Winter Beehive Insulation & Winter Bee Feeds
Beehive Insulation- We offer several products to increase your colony's chances of surviving Winter with our Winter beehive insulation and other products to help honey bees survive cold Winters.
Winter Honey Bee Supplements- Ensuring that a colony has enough food is a critical aspect of overwintering. The food can consist of gathered honey from the summer or winter patties, candy, or similar supplies the beekeeper provides. It is advisable to have approximately 80-100lbs of resources in each hive to guarantee sufficient sustenance for the colony.
Keys to Successfully Overwintering a Beehive.
When it comes to keeping your honey bee colony alive through Winter, there is a bunch of info out there and varying opinions. This "advice" is likely all based on the type of management and most importantly, the type of hive your bees are in. But this advice is normally not explained based on the management or hive type.
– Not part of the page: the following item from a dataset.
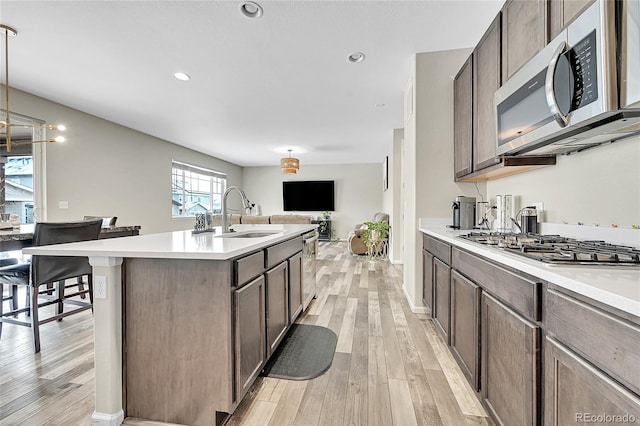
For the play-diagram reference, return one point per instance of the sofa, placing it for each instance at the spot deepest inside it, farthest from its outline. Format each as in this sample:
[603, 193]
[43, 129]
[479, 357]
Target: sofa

So these are the three basics, that can apply to just about any hive type or management style in overwintering your honey bee hives-
Pest/ Disease Management- Keeping pests out of the hive like moths and mice, with mouse guards, and beetle traps is critical. Just as keeping disease low or out of the hive, like low mite counts, which can be done with mite-resistant bee genetics, treatments, and management styles.
Colony Food Levels- When we overwinter our bee colonies, we ensure they have 80-100 pounds of food in the hive. We do this by letting the colony keep some of their honey, as well as supplement them with syrup feed and winter patties. This is the most critical aspect of successfully overwintering the hives.
Keep the Bees Dry and Warm- Unlike other bugs, the honey bees remain active and alive all Winter. Keeping their hive at a temperature up to 97ºF. The less insulation your hive has, the harder the bees need to work to keep the hive warm, and they will go through their food resources much faster (up to 50% faster). And when warm air meets the cold exterior of the hive or cold air it condenses and this moisture can get on the bees making it impossible for them to warm the hive. So, keeping them dry with moisture boards or an insulated top or inside cover is critical.
We will note, we also recommend what research shows. If your hive is insulated there is no reason to vent the hive. The bees are great at knowing when to do it. but if your hive isn't insulated, venting the hive is important to keep moisture out, but is at the expense of removing heat as well, which the bees need.